6. Credit Cards and ATMs
Be very cautious using ATMs. Credit card skimming is a major source of financial loss these days and skimmers are more sophisticated and harder to spot than ever before. If possible, only use ATMs in secure areas, such as inside banks to limit your risk and also try and use only credit cards that have travel protection. Do your best to only run transactions as credit so you are not entering your pin into a sketchy card machine at that corner convenience store. The following video shows how quickly some of these skimmers can be installed:
Don't forget to call your credit card companies to let them know you are traveling.
7. Disable Services
For both my laptop and phone, I disable Bluetooth, AirPlay, and disable wireless unless I need to use it.

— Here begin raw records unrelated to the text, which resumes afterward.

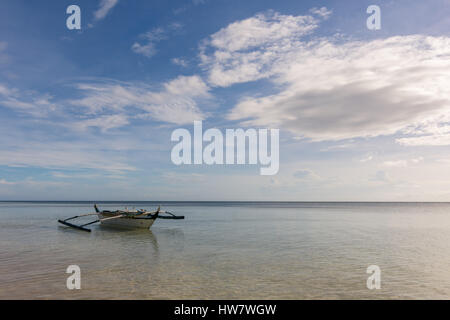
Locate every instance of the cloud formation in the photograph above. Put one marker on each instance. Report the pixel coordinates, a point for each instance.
(113, 103)
(147, 47)
(333, 88)
(104, 8)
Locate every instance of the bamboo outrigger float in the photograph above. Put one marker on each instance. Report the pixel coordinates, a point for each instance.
(131, 219)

In most cases, I also keep my phone in Airplane mode.
It's also a good idea to clear your devices of any previously joined Wireless networks to prevent your phone or laptop from trying to automatically join these.
8. Security Enhanced Accessories
I am a fan of minimalist travel and haven't checked a bag in years. If possible try to limit to one backpack or one carry on.
Credit Cards - I keep all of these in a RFID blocking wallet when not in use along with my passport. For my credit cards I am currently using the Ridge Wallet and for my passport I've been using one I picked up from Target.
Clothes - I prefer to travel with clothes that have extra security features, like hidden pockets. This can add a bit of extra security against pickpockets, but I like that, for the most part, I don't have to worry about items falling out of my pockets on the plane, taxi, or train. Two of my favorite companies in this area are Rohan and [Bluffworks (https://www.bluffworks.com). I am almost always wearing a piece of Bluffworks clothing.
Backpacks - I currently use a Brainbag from Tom Bihn, but I've heard great things about the PacSafe backpacks. These bags are built with steel threading and RFID protection. I'm planning on picking up one of their 25L bags soon.
9. Be Vigilant
Heavily trafficked areas are prime spots for thieves. It's not always in a dark alley or in bad parts of town. Pickpockets love crowded places.
Keep your bag in front of you when standing on a train or bus. It's also helpful to have chest or waist straps on, as it can make it more difficult for someone to take your bag and run.
Phones are easy targets as they are much easier to convert to cash than other items you will probably have on you. They are also incredibly easy for thieves to steal. The below video shows how easy and quickly you can lose your phone.
Getting robbed happens to experienced travelers too. It's not always a mugging. Thieves can easily cut through most backpacks as in the following explanation:
10. Don't Use Public Charging Spots
USB cables provide power as well as data. When you plug your phone into a USB port to charge, it is possible that someone may be able to access information from your phone if they have tampered with the USB charging station. I would recommend only charging from a power outlet, using a portable charger, or a device like the SyncStop.
Be wary of using internet cafes and other places that provide free wifi, charging services, or public computers.